SACRAMENTO, CA — The California State Assembly Education Committee unanimously passed SB 234, the Genocide Awareness Act this afternoon, reported the Armenian National Committee of America (ANCA). The legislation, authored by CA Senator Mark Wyland (R-northern San Diego County), calls on the CA State Curriculum Commission to consider the inclusion of an oral history component to its already mandatory genocide education curriculum.
Testifying on behalf of the Armenian National Committee, San Francisco resident and former Human Rights Commissioner Haig Baghdassarian urged members of the committee “to help foster generations of citizens who have been sensitized to the horrors of such crimes against humanity by providing them with an opportunity to hear first-hand accounts from genocide survivors.”
Also testifying in support of the bill was Dr. Stephan Astourian of the University of California, Berkeley’s History Department. Dr. Astourian also serves on the Board of Directors for the Genocide Education Project.
Opening his testimony, Astourian noted that, “I will start with a statement attributed to Stalin that justifies ironically enough the importance and usefulness of this bill: the death of one man is a tragedy, the death of millions a statistic. The introduction of oral history in the curriculum will put the human face and voice on that statistic. It will personalize and humanize the inhumane abstraction that is genocide.”

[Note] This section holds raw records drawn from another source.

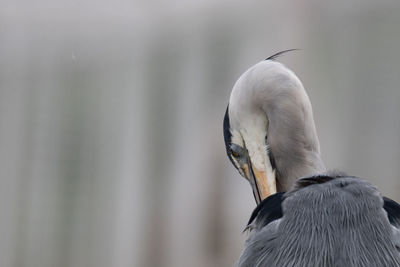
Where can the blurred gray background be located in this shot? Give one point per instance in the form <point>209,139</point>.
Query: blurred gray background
<point>111,120</point>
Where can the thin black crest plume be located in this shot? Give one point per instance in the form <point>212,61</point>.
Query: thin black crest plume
<point>275,56</point>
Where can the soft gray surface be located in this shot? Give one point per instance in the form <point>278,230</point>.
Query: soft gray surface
<point>337,223</point>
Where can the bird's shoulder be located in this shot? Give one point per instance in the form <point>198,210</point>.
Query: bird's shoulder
<point>393,210</point>
<point>339,187</point>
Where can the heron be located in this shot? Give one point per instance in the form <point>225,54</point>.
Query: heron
<point>305,214</point>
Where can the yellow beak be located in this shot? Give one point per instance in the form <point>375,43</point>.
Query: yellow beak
<point>262,185</point>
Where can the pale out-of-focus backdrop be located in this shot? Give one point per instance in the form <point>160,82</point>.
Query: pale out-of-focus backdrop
<point>111,120</point>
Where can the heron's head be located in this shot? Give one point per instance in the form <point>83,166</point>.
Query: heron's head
<point>269,130</point>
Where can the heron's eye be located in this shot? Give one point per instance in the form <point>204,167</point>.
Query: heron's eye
<point>234,153</point>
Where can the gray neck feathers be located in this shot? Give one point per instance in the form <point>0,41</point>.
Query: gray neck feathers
<point>291,133</point>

Both the curriculum and SB 234 make explicit reference to the Armenian Genocide in addition to several other genocides of the 20th Century. The Turkish lobby has actively sought to undermine the legislation as it progressed through the California State Senate, which unanimously passed the bill on June 3rd this year.
Bruce Fein, the infamous Washington, DC-based professional Armenian Genocide denier and lobbyist who had testified against SB 234 during the CA Senate Education Committee, once again traveled to Sacramento in an attempt to derail the anti-genocide bill. His efforts were rebuffed by Senator Wyland and the anti-genocide advocates participating in the hearing.
When discussing the legislation after it passed through the CA Senate Education Committee, Senator Wyland noted that, “only by acknowledging horrific events of the past can we effectively transform the future. The more we educate our kids, the closer we are to determining why it is genocide happens over and over again.”
“With over six million public school students, California has the unique opportunity to influence a huge number of the next generation of citizens by helping our children understand the terror of genocide so it doesn’t happen again,” he added.
Having cleared the CA State Assembly Education Committee, SB 234 now moves to the CA State Assembly Appropriations Committee for consideration.